Siberia and Zeros and Ones are kindred spirits—the work of a man no longer burdened with addiction, unbeholden to the chemicals that used to spark his creativity. Together, they make a pretty good argument for sobriety. Jesus walked in the desert for 40 days, which is how long Ferrara was in a rehab clinic for. 40 days of sobriety is, for an addict, like a lifetime in hell. Withdrawal expunges every ounce of energy, sleep proves elusive, the mind aches and the body quivers. But on day 41, life feels fresh and new again. Things become clearer. Since kicking his addictions, Ferrara has found a new kind of clarity—his movies make less literal sense, maybe, but they have more to say. Siberia depicts the hallucinatory headtrip of a man (Willem Dafoe) who serves drinks in a small shack in the hibernal tundra. He encounters various people, most of whom don't speak English, as well as his own doppelganger, engaging himself in Jungian conversation, discussing his misfortunes, his mistakes, the irrevocable decisions that have given shape to his life. This concern with solipsism and dual identities is also evident in Zeros and Ones, with J.J. seeing recordings of himself not so dissimilar from what happens to Dafoe. The metaphors in both films, sometimes obvious and sometimes obtuse, cull from Freud, from Nietzche, from any of the authors one finds in an Introduction to Philosophy textbook; but Ferrara is completely earnest, completely vulnerable. You watch these films and feel the blood burning in Ferrara's veins.

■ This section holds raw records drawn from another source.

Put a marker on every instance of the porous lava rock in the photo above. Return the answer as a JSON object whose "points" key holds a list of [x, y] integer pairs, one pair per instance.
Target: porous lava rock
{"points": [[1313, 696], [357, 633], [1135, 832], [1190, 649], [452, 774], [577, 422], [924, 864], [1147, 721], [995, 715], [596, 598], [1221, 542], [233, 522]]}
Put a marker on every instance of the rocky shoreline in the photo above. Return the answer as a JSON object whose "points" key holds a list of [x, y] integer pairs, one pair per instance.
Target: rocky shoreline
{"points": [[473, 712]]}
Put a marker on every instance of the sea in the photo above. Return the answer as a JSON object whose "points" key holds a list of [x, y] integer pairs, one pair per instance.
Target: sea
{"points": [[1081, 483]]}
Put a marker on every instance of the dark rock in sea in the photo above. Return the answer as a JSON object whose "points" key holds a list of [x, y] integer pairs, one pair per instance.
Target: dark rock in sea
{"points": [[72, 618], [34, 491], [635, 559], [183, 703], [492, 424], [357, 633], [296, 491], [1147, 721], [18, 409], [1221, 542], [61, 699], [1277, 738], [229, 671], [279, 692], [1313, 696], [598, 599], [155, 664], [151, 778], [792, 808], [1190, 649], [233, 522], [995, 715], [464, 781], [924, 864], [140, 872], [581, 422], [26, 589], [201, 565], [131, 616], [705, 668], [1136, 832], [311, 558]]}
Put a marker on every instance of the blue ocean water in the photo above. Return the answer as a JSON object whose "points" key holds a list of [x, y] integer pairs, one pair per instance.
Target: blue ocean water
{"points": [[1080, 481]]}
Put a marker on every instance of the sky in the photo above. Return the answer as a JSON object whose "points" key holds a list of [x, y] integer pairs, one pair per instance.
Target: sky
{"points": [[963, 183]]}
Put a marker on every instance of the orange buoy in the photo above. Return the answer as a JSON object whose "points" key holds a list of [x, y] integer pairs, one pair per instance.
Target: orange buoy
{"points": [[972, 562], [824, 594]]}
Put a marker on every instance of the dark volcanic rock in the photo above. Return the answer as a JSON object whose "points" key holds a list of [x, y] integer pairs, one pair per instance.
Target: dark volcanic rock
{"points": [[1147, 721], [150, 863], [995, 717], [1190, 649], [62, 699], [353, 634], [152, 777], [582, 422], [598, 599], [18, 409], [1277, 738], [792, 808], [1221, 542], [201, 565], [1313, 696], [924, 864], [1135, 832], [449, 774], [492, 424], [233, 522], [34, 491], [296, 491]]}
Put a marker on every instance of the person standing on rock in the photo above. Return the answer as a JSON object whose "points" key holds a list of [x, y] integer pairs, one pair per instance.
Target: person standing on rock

Siberia was a peripatetic shoot. As Ferrara said, "We shot at the top of the Alps. Went to the desert in Mexico. It’s crazy shit. We shot in a studio in Germany. It’s like an odyssey. Like Alice in Wonderland for adults." Conversely, Zeroes and Ones is a one-setting film, and that one setting, Rome, seems, as captured in Ferrara's compositions, like a rain-slick realm of cobblestone and old marble erections, the occasional masked passerby looking down at their feet as they plod along the lamp-lit streets. It's Rome as less of an open city than an empty one. (Production began in November of 2020, a time when Rome was recording over 2,500 new cases of COVID a day.) With its miniscule budget and no-frills filmmaking, its sluggardly pace, like a man out for a nighttime promenade (Baudelaire: "What strange phenomena we find in a great city, all we need do is stroll about with our eyes open. Life swarms with innocent monsters"), Zeros and Ones is a return to roots for Ferrara, and something entirely new. A man traipses through the city, a man who uses drones and takes Zoom meetings, a man who should, ostensibly, be saving people, a fruitless endeavor during a time of global tumult. "The world is the hiding place of God," J.J. says, quoting Christ. "To understand what's outside of you, you must use what's in you. If we hear what we already know, nothing new happens."